# Prediction of Engagement Score

## Problem Statement

ABC is an online content sharing platform that enables users to create, upload and share the content in the form of videos. It includes videos from different genres like entertainment, education, sports, technology and so on. The maximum duration of video is 10 minutes.
Users can like, comment and share the videos on the platform. 
Based on the user’s interaction with the videos, engagement score is assigned to the video with respect to each user. Engagement score defines how engaging the content of the video is. 
Understanding the engagement score of the video improves the user’s interaction with the platform. It defines the type of content that is appealing to the user and engages the larger audience.


### Steps

Based on the POC, the following will be the final method:

1. Train SVD on a subset of the data. 
2. Get the initial predictions.
3. Calculate the error
4. Train a regressor model on the error
5. Calculate the final prediction by adding the error estimate and the initial prediction.
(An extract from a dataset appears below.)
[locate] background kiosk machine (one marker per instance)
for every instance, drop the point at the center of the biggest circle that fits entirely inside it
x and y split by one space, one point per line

**Final Questions to Answer**

1. On what percentage of the total records should the SVD be trained? 
2. What should be the hyperparameters of SVD and the regressors? SVD is already answered, from the POC.
3. While training the regressors, should we include category id? If yes, which encoder should be used?
4. Can we use weighted sums to get the final prediction, rather than the simple sum?

In [76]:
# MANY UNUSED IMPORTS. CLEAN UP
import pandas as pd
import numpy as np
import seaborn as sb
%matplotlib inline

from sklearn.metrics import r2_score, accuracy_score, mean_squared_error
from category_encoders.leave_one_out import LeaveOneOutEncoder
from sklearn.ensemble import RandomForestRegressor
from xgboost import XGBRegressor
from sklearn.model_selection import train_test_split
from category_encoders import CatBoostEncoder

from surprise.prediction_algorithms import SVD as SVD_sp
from surprise import Reader as Reader_sp
from surprise import Dataset as Dataset_sp
from surprise.model_selection import train_test_split as train_test_split_sp
from surprise.accuracy import rmse as rmse_sp
from surprise.model_selection import GridSearchCV as GridSearchCV_sp
from sklearn.linear_model import LinearRegression, Lasso, Ridge

In [6]:
df = pd.read_csv('train_0OECtn8.csv')

# General Hyperparameters

In [348]:
# subset of the data on which the SVD is trained. This means that the regressors will be trained on 1 - svd_subset
svd_subset = 0.95

# SVD

In [349]:
# Convert the dataset into one that works with Surprise
df_surprise = df[['user_id', 'video_id', 'engagement_score']].copy()
df_surprise = df_surprise.sample(frac=1).reset_index(drop=True)
reader = Reader_sp(rating_scale=(0, 5))
df_surprise = Dataset_sp.load_from_df(df_surprise, reader=reader)
train_sp, test_sp = train_test_split_sp(df_surprise, train_size=svd_subset, test_size=1-svd_subset)


In [350]:
# Train on the train set
svd = SVD_sp(n_factors=100, n_epochs=500, lr_all=0.05)
svd.fit(train_sp)


<surprise.prediction_algorithms.matrix_factorization.SVD at 0x7fdb3d08d7c0>

In [351]:
# Get the initial estimates for the test set
preds_sp = svd.test(test_sp)
y_pred = list(map(lambda x: x.est, preds_sp))
y_true = list(map(lambda x: x.r_ui, preds_sp))

In [352]:
r2_score(y_true, y_pred)

0.4655336895459784

# Error Prediction

We train the regressor model on the test set created earlier.

In [353]:
# Filter out only those records from the source dataframe that are in test_sp
test_sp = pd.DataFrame(test_sp)
test_sp.columns = ['user_id', 'video_id', 'engagement_score']
df_v2 = df.merge(test_sp, on=['user_id', 'video_id', 'engagement_score'], how='inner')

In [354]:
# Add in the initial estimates and the errorto the new train set
df_v2['initial_estimate'] = y_pred
df_v2['error'] = df_v2['initial_estimate'] - df_v2['engagement_score']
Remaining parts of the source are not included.